The video I've attached demonstrates all this using the wonderful free program Celestia. The upshot: Orion is easily recognizable from over one hundred light years out from Sol (assuming you're on the far side of Sol from Orion) and every other constellation is distorted beyond recognition.

Sunday, April 27, 2008

Breast Pumps are a Racket

My wife is using a Medela breast pump in her ongoing efforts to avoid raising our twins on formula. We actually bought a Medela breast pump before the twins were born, but the hospital gave us an even more up-market one as a "gift" so we ended up returning the one we bought.

First of all let me say this. Breast pumps are a racket. You can buy a pretty robust device for pumping up car tires that runs on 12v for $20 and it's probably better constructed than a typical breast pump. I'm sure there are lots of considerations that drive up the cost of a breast pump compared with a dirt cheap tire pump, but come on: The Medela breast pump we bought retails for ~$300 and is approximately as well constructed as a decent quality toy. OK it's made of non-toxic plastic, and it presumably is designed not to rip a woman's nipples off by accident, but seriously.

Our breast pump has a "valve" designed to allow milk to come into the collection bottle but prevent air from leaving the bottle when the pump "sucks". This "valve" is a piece of flexible plastic the size of a dime weighing a fraction of a gram, and it costs $5 for two of them. (So far we've lost three down the drain.) This is a freaking scandal.

It's not like breast pumps are so uncommon that economies of scale don't exist. Our hospital is giving a breast pump to every other woman who gives birth (it's that or a stroller; if you do the math, you take the breast pump). Everyone gets born. The average woman gives birth two and half times. What. The. Frack.

Now, get this: the best approximation for the shape of a woman's breast that the genius designers at Medela can come up with is a cone. They sell big cones and small cones. Ameda (actually produced by the company formed by the guy who invented the electric breast pump) offers a silicone widget that's designed to simulate a baby's mouth. But apparently Ameda hasn't figured out that by selling their breast pumps for less, people assume they're not as good. (I can't find any review sites that indicate Medela are as well-liked by their users as Ameda, despite the "Stockholm Syndrome" that anyone who buys a more expensive product tends to suffer from -- yes Apple we're talking about you.) Any site I've found which shows reviews of both Ameda and Medela products, the Ameda products (which are cheaper) get better reviews.
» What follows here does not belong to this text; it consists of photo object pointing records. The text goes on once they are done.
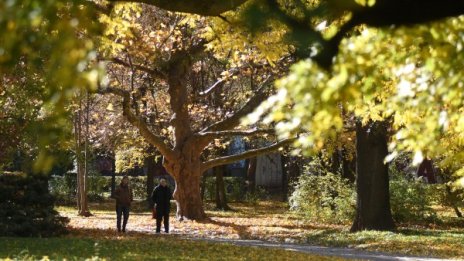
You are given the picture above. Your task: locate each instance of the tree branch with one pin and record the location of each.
(249, 107)
(219, 83)
(202, 7)
(228, 133)
(245, 155)
(139, 67)
(153, 139)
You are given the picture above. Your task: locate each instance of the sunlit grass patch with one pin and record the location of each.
(134, 247)
(423, 242)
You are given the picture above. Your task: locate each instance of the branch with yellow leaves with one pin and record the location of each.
(245, 155)
(136, 121)
(228, 133)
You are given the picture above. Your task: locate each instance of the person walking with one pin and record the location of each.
(161, 197)
(124, 197)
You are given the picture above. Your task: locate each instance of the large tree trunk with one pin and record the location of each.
(150, 173)
(187, 174)
(372, 183)
(221, 200)
(188, 197)
(251, 175)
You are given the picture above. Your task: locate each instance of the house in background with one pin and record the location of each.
(263, 171)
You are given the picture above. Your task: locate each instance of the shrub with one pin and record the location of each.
(324, 198)
(27, 207)
(411, 199)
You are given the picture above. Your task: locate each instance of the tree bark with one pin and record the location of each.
(221, 200)
(372, 183)
(188, 197)
(150, 172)
(251, 175)
(348, 167)
(81, 158)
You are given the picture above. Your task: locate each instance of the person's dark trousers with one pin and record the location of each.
(165, 218)
(122, 211)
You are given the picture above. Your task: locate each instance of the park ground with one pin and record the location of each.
(95, 237)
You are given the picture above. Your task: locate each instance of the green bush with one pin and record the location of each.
(27, 207)
(411, 199)
(324, 198)
(98, 187)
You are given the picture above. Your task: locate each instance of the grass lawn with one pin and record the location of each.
(136, 247)
(268, 220)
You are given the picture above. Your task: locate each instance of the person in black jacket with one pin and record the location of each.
(124, 197)
(161, 197)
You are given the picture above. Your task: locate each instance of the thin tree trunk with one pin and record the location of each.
(203, 186)
(81, 159)
(372, 183)
(150, 172)
(221, 200)
(251, 175)
(188, 197)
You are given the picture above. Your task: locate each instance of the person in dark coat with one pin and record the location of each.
(161, 197)
(124, 197)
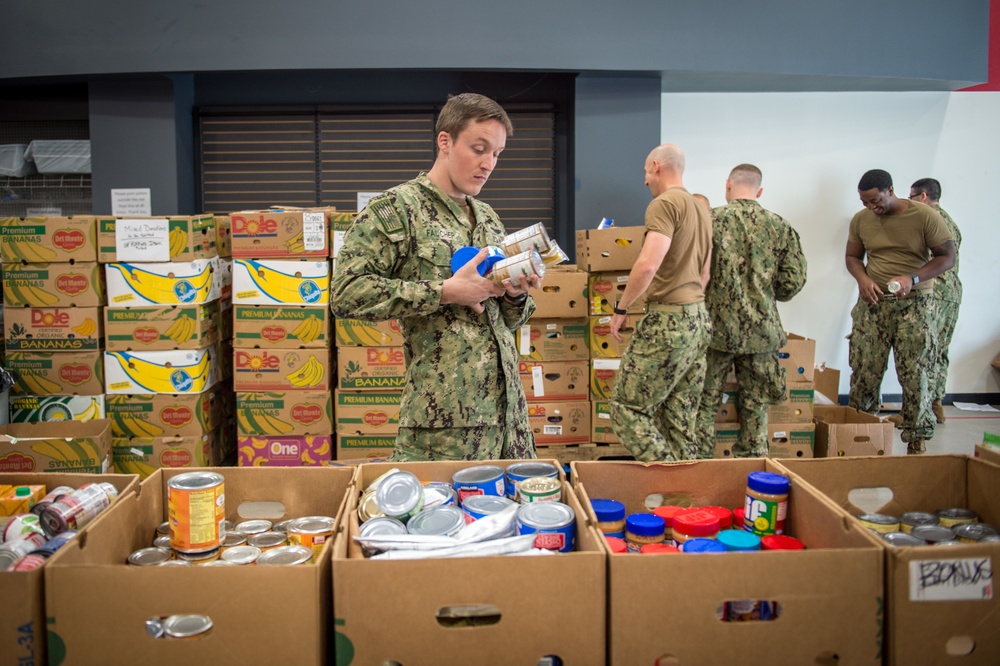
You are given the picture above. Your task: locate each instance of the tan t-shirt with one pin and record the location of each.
(677, 215)
(898, 244)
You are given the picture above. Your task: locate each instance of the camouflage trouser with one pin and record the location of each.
(762, 383)
(947, 316)
(905, 326)
(654, 402)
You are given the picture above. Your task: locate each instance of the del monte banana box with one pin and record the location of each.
(284, 413)
(267, 282)
(53, 285)
(42, 240)
(186, 237)
(53, 329)
(57, 373)
(281, 326)
(167, 327)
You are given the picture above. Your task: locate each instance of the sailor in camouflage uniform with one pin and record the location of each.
(463, 398)
(757, 261)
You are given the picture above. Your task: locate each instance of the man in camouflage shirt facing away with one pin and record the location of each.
(463, 398)
(757, 261)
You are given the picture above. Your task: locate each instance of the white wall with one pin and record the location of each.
(813, 149)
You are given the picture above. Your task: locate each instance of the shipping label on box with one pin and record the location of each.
(53, 285)
(281, 326)
(44, 240)
(284, 413)
(52, 329)
(161, 328)
(57, 373)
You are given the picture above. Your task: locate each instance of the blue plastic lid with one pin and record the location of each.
(768, 483)
(645, 524)
(608, 511)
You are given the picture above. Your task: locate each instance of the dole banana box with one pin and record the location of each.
(168, 283)
(165, 415)
(280, 326)
(43, 240)
(53, 285)
(161, 328)
(175, 371)
(370, 368)
(56, 446)
(268, 282)
(57, 373)
(284, 413)
(280, 233)
(35, 408)
(186, 237)
(284, 450)
(282, 369)
(53, 329)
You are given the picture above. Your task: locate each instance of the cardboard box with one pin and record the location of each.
(554, 380)
(95, 569)
(370, 368)
(57, 373)
(281, 326)
(844, 431)
(569, 623)
(184, 238)
(161, 328)
(52, 329)
(44, 240)
(614, 249)
(22, 615)
(940, 602)
(56, 446)
(53, 285)
(838, 575)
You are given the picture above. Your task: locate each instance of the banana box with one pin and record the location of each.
(357, 333)
(170, 283)
(266, 282)
(160, 328)
(53, 285)
(281, 232)
(186, 237)
(57, 373)
(53, 329)
(165, 415)
(284, 413)
(56, 446)
(34, 408)
(280, 326)
(176, 371)
(281, 369)
(284, 450)
(43, 240)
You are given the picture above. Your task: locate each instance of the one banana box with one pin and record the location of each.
(56, 446)
(165, 415)
(267, 282)
(58, 285)
(53, 329)
(281, 232)
(281, 326)
(284, 450)
(34, 408)
(357, 333)
(281, 369)
(43, 240)
(176, 238)
(174, 371)
(156, 328)
(284, 413)
(57, 373)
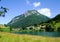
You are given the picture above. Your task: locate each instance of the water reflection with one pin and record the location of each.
(53, 34)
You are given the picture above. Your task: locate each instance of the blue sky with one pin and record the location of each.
(49, 8)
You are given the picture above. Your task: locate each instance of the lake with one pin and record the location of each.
(52, 34)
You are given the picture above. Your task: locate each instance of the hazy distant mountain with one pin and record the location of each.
(29, 18)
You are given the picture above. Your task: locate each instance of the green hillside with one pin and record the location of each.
(29, 18)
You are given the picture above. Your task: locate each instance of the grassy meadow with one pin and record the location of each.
(10, 37)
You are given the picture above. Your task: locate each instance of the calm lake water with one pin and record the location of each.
(52, 34)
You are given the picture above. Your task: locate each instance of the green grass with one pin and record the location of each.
(57, 24)
(10, 37)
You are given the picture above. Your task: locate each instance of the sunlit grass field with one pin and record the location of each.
(10, 37)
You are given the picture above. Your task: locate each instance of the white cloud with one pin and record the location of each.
(45, 11)
(36, 4)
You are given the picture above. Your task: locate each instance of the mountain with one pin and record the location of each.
(29, 18)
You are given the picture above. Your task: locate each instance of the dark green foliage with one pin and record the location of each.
(1, 29)
(58, 29)
(22, 21)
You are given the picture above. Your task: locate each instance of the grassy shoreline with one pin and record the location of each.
(10, 37)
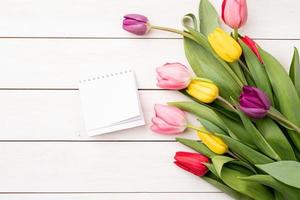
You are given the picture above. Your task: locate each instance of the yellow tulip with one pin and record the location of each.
(214, 143)
(224, 45)
(203, 89)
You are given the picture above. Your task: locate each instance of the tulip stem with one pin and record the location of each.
(227, 103)
(193, 127)
(277, 116)
(233, 155)
(172, 30)
(236, 34)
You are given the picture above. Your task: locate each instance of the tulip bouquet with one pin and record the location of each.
(247, 105)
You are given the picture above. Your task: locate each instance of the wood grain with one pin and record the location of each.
(56, 115)
(93, 18)
(95, 167)
(118, 196)
(58, 63)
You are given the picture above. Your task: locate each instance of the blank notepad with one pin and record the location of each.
(110, 102)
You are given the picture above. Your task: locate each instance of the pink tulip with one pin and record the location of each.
(234, 13)
(168, 120)
(192, 162)
(173, 76)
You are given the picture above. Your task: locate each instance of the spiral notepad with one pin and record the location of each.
(110, 102)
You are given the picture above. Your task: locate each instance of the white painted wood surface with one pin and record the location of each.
(57, 63)
(44, 153)
(94, 18)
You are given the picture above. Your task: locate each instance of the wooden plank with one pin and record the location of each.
(92, 18)
(56, 115)
(95, 167)
(57, 63)
(118, 196)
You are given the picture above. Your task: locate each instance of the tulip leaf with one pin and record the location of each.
(239, 72)
(257, 137)
(224, 188)
(209, 19)
(295, 70)
(257, 71)
(238, 130)
(211, 168)
(197, 146)
(285, 92)
(199, 110)
(205, 65)
(276, 138)
(285, 171)
(290, 193)
(232, 178)
(245, 151)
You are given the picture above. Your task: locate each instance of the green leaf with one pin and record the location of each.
(199, 110)
(245, 151)
(285, 92)
(205, 65)
(257, 71)
(257, 137)
(224, 188)
(197, 146)
(209, 19)
(276, 138)
(238, 71)
(254, 190)
(287, 191)
(238, 130)
(284, 171)
(219, 161)
(295, 70)
(211, 168)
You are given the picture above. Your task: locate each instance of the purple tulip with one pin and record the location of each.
(136, 24)
(254, 102)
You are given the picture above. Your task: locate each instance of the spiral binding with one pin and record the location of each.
(105, 76)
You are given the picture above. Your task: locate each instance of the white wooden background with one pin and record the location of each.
(44, 153)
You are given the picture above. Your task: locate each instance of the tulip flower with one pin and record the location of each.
(168, 120)
(254, 102)
(234, 13)
(224, 45)
(136, 24)
(173, 76)
(203, 89)
(252, 45)
(214, 143)
(192, 162)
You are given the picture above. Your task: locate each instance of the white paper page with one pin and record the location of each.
(109, 99)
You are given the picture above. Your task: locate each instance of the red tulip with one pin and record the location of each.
(234, 13)
(192, 162)
(252, 45)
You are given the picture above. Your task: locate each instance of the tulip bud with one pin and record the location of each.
(252, 45)
(254, 102)
(192, 162)
(203, 89)
(234, 13)
(168, 120)
(136, 24)
(173, 76)
(214, 143)
(224, 45)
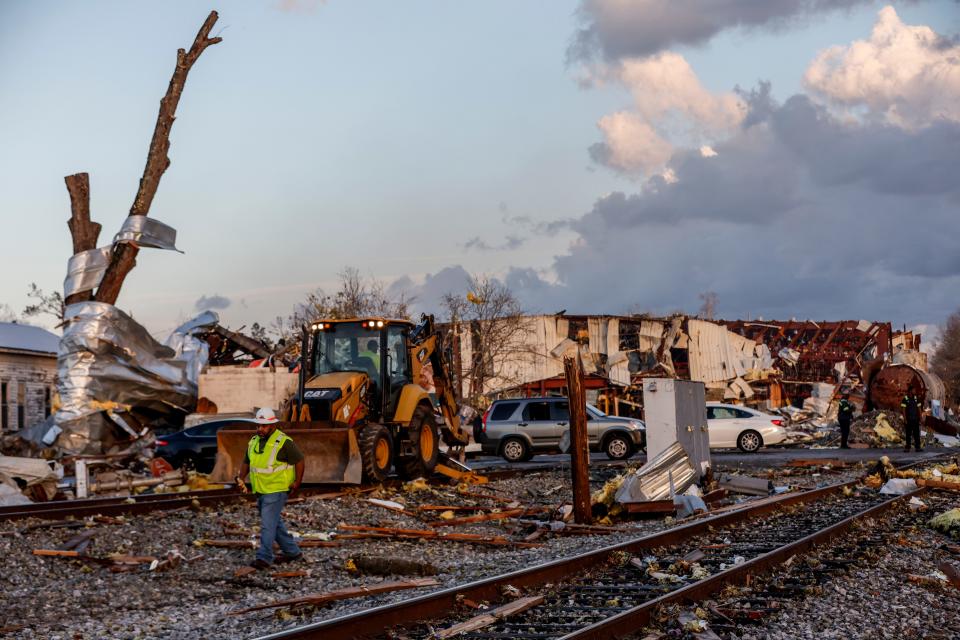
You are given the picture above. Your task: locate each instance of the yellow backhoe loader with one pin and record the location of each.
(360, 407)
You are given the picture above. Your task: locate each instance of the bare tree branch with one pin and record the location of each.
(83, 231)
(124, 255)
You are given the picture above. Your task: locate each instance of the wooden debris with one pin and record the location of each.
(433, 534)
(253, 544)
(475, 494)
(835, 463)
(343, 594)
(468, 477)
(390, 566)
(56, 552)
(485, 517)
(244, 571)
(650, 506)
(491, 617)
(938, 484)
(579, 447)
(950, 570)
(301, 573)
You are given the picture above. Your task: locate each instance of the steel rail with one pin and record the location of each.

Again, Ameda have done a bunch of really decent stupid things such as (a) making their gear completely compatible with third party bottles, (b) making their simulated baby mouth widgets compatible with third party breast pumps, and (c) providing excellent customer service (according to numerous reviews I've read). What they obviously should have done is sell tiny plastic flaps for $2.50 (Ameda's valves are larger and won't wash down sinks) and force users of their pumps to buy their expensive nipples and collars and single-use-leaky-plastic milk storage bags which would make their products more profitable and allow them to hire reps to convince hospitals to use their products in more hospitals, and be able to give away their laughably overpriced pumps to new moms.

We've probably spent about $100 buying plastic doodads compatible with our "free" breast pump so far, but after losing a day's worth of milk to their lousy (and expensive) storage bags, and discovering today that (unlike Ameda) we need to sterilize the plastic tubes (joining the pump to the collection gizmo) of our Medela system if moisture gets in (Ameda's pumps are completely isolated from the collection system by means of a local cylinder) we're on the verge of setting aside the entire system and switching to Ameda.

In the end, as I said to my wife, it comes down to this. If you have to use a machine to suck on your breasts, would you prefer one designed by Swedes or Germans?